Say what you will about the Russian, Japanese and Latin mobs and cartels, they just don’t have the same style and mystique to them as the Italian mob. Look at it this way: who has produced better movies? The Godfather, Goodfellas, Donnie Brasco, etc. compared to Eastern Promises, Lethal Weapon 4 and Rush Hour? No contest. We need to get these guys back on top, so we can get more movies and books out there to entertain us. As a bonus, we all get cool nicknames. Congress, you know what to do.

The NHL
I know what you’re thinking. Sure, I did used to play hockey, so I may be biased on this one, but the National Hockey League needs our help. The sport has a huge base in the U.S., a new generation is hitting the ice, but more Americans tune in for the latest Paris Hilton fauxmercial than they do to see their favorite team pound the crap out of another team.

Remember 10 or 15 years ago? The NHL was big. It may not have been all that big in the Southern states, but in the North it was huge. Today, no one really even knows who is on which team. It’s kind of like the fan base of the Tampa Bay Rays, only without the crazy wigs. No one will even buy the rights to the games, so they are relegated to Versus, also your home for bullriding.
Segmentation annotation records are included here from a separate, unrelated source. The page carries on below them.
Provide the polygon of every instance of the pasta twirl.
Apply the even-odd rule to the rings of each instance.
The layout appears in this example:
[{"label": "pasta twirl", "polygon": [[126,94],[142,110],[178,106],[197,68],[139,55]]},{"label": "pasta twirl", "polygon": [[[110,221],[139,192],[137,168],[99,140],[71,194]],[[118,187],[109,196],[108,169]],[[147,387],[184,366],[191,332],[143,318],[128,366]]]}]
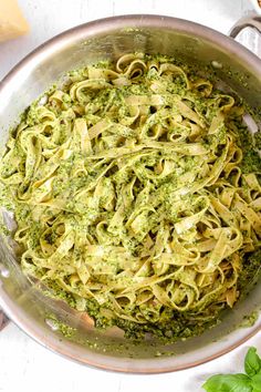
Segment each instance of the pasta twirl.
[{"label": "pasta twirl", "polygon": [[216,321],[260,248],[241,116],[168,58],[73,72],[30,106],[1,159],[24,274],[100,326],[174,338]]}]

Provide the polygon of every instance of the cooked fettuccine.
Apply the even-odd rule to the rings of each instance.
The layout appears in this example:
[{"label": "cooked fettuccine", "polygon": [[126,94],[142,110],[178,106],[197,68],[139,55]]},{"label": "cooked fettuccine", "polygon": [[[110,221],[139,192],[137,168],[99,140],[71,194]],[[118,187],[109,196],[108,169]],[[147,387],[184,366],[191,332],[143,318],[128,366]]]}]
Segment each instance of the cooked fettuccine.
[{"label": "cooked fettuccine", "polygon": [[233,307],[261,236],[237,99],[140,53],[45,99],[1,159],[23,272],[100,326],[186,337]]}]

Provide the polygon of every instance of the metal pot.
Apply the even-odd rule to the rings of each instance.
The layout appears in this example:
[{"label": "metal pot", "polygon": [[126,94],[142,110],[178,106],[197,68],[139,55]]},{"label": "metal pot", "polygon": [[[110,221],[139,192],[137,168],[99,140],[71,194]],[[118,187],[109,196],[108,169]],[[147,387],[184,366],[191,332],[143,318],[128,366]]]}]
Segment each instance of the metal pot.
[{"label": "metal pot", "polygon": [[[260,18],[244,19],[231,35],[246,25],[261,30]],[[231,38],[186,20],[124,16],[86,23],[55,37],[8,74],[0,83],[1,147],[19,114],[54,82],[62,82],[65,71],[135,51],[182,56],[202,69],[211,65],[261,121],[261,61],[254,54]],[[136,344],[117,329],[97,331],[84,314],[43,297],[23,277],[4,241],[0,243],[0,306],[11,320],[49,349],[102,369],[137,373],[186,369],[232,350],[261,329],[261,317],[254,326],[239,328],[244,317],[261,306],[260,285],[225,314],[219,326],[200,337],[169,345],[149,339]],[[61,327],[55,318],[64,324]]]}]

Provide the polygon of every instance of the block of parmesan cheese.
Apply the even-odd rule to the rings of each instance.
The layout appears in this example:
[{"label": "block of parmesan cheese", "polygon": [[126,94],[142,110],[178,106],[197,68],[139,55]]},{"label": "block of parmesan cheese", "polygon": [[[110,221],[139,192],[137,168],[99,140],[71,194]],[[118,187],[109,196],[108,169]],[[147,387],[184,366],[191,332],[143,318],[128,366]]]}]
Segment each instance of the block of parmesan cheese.
[{"label": "block of parmesan cheese", "polygon": [[29,25],[17,0],[0,0],[0,42],[25,34]]}]

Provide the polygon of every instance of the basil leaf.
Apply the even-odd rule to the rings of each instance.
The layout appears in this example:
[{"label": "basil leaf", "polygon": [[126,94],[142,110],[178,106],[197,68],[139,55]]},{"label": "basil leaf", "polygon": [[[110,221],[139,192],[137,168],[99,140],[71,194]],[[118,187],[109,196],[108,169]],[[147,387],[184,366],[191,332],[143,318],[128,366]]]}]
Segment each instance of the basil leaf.
[{"label": "basil leaf", "polygon": [[253,388],[253,392],[261,392],[261,373],[252,376],[251,385]]},{"label": "basil leaf", "polygon": [[216,374],[202,385],[207,392],[252,392],[251,380],[246,374]]},{"label": "basil leaf", "polygon": [[244,371],[249,376],[253,376],[261,370],[261,359],[257,354],[257,349],[251,347],[244,359]]}]

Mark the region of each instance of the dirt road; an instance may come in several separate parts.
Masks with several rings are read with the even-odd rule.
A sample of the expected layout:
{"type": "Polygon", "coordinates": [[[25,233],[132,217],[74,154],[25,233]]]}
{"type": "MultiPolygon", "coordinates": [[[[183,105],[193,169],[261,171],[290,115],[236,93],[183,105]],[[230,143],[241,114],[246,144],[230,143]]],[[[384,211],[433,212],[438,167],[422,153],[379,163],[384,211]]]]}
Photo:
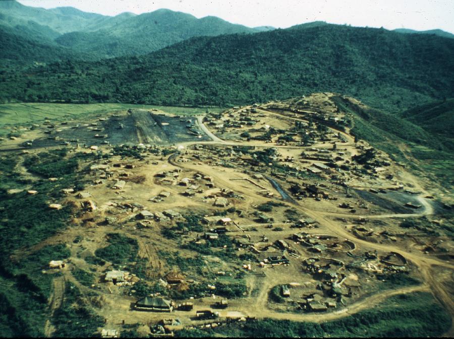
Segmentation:
{"type": "MultiPolygon", "coordinates": [[[[199,117],[198,119],[199,126],[200,127],[208,134],[213,141],[213,144],[219,143],[224,145],[245,145],[243,143],[228,142],[222,141],[217,138],[212,132],[208,130],[208,128],[204,126],[201,121],[202,118],[199,117]]],[[[298,119],[297,119],[298,120],[298,119]]],[[[349,140],[351,141],[352,137],[350,137],[349,140]]],[[[200,144],[204,144],[204,143],[200,143],[200,144]]],[[[262,145],[260,144],[252,145],[251,146],[265,146],[270,147],[270,145],[262,145]]],[[[274,147],[274,146],[273,146],[274,147]]],[[[194,167],[193,166],[183,164],[177,164],[175,162],[175,157],[172,158],[173,161],[172,163],[174,165],[186,168],[188,169],[196,170],[197,171],[203,171],[203,169],[200,167],[194,167]]],[[[212,175],[212,173],[210,173],[212,175]]],[[[228,185],[228,182],[225,182],[222,178],[219,177],[217,179],[220,179],[224,181],[223,184],[228,185]]],[[[250,194],[248,192],[243,192],[245,195],[250,195],[251,197],[255,197],[252,195],[255,194],[250,194]]],[[[381,215],[371,215],[371,216],[357,216],[357,217],[366,217],[366,218],[408,218],[414,217],[418,216],[422,216],[424,215],[430,215],[433,213],[433,209],[430,203],[427,201],[422,196],[418,197],[418,200],[421,202],[421,205],[424,208],[424,210],[422,213],[417,214],[387,214],[381,215]]],[[[294,206],[294,207],[295,206],[294,206]]],[[[376,249],[384,252],[395,252],[403,255],[407,259],[411,260],[415,265],[416,265],[419,271],[421,273],[424,283],[422,285],[419,286],[412,286],[410,287],[404,288],[398,290],[386,291],[380,293],[377,293],[374,296],[368,298],[363,301],[356,303],[347,309],[340,310],[340,311],[332,312],[331,313],[324,313],[323,314],[297,314],[289,313],[279,313],[275,312],[269,309],[266,309],[266,305],[268,301],[268,295],[269,291],[273,286],[278,284],[278,279],[277,280],[275,279],[266,279],[260,287],[258,297],[255,298],[255,302],[254,303],[248,303],[247,304],[242,308],[241,310],[250,316],[257,316],[258,314],[263,314],[263,310],[266,309],[266,316],[267,317],[273,318],[274,319],[281,319],[286,320],[292,320],[298,321],[322,321],[329,320],[333,320],[342,317],[347,316],[354,313],[356,313],[361,310],[366,309],[370,308],[371,306],[382,301],[386,298],[395,295],[396,294],[403,293],[409,293],[416,291],[431,291],[437,299],[440,302],[442,305],[451,315],[451,317],[454,316],[454,302],[453,302],[452,296],[447,292],[444,286],[443,286],[442,282],[438,281],[433,278],[433,267],[434,266],[443,267],[451,270],[454,270],[454,264],[443,261],[437,259],[428,257],[425,256],[424,254],[416,254],[415,253],[410,253],[403,250],[401,247],[397,246],[393,246],[390,245],[386,245],[382,244],[377,244],[369,242],[365,240],[358,239],[355,237],[352,234],[347,231],[343,226],[338,223],[336,223],[333,221],[327,219],[325,218],[327,215],[338,215],[340,214],[330,214],[326,213],[322,213],[311,210],[309,209],[304,208],[297,204],[297,209],[299,210],[301,212],[305,213],[310,218],[316,220],[321,225],[326,226],[328,230],[340,237],[343,237],[346,239],[353,241],[358,244],[361,245],[362,246],[368,249],[376,249]]],[[[351,215],[349,215],[351,217],[351,215]]],[[[451,328],[448,334],[453,333],[453,329],[451,328]]]]}
{"type": "Polygon", "coordinates": [[[50,310],[49,318],[46,320],[44,325],[44,334],[46,337],[49,338],[55,331],[55,327],[52,324],[51,320],[55,310],[62,306],[63,302],[63,296],[65,293],[65,277],[58,277],[52,281],[52,293],[49,304],[50,310]]]}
I believe that America still loves to see a fight. Not the quasi-homosexual style of fighting in mixed martial arts, nor the namby-pamby slapping and scratching found in the NBA. I’m talking about dropping the gloves, taking a partner and beating the crap out of them because they got in a cheap shot earlier. When you’re done, you bump helmets like warriors and go to the box to serve your penalty. We need this, America.

Me
Years after detaching myself from the financial system of my parents (which was admittedly a poor decision), I am thousands of dollars in debt. Today, I am still paying off my student loans–loans I took out in order to receive an education, so that I could better serve the U.S. and her economy. How am I repaid? With bill after bill after bill.

Think of all the good I could do the country as a whole if I were to be bailed out of this debt and then some. The additional funds (an estimated $3.5 billion) would enable me to upgrade my car, ensure a merry Christmas for my family and friends and the rest I would reinvest into the alcohol, stock and tobacco markets. Congress, by helping me out of this, not only would you be saving a hard working entrepreneur, you would be saving every market I touch. Just think of how awesome this site could look if I invest just a few thousand into its development and an advertising campaign for it.

You know you want to see Bono do an SG commercial, so why don’t we stop with the begging so I can get started with the spending. I’ll see you on Capitol Hill.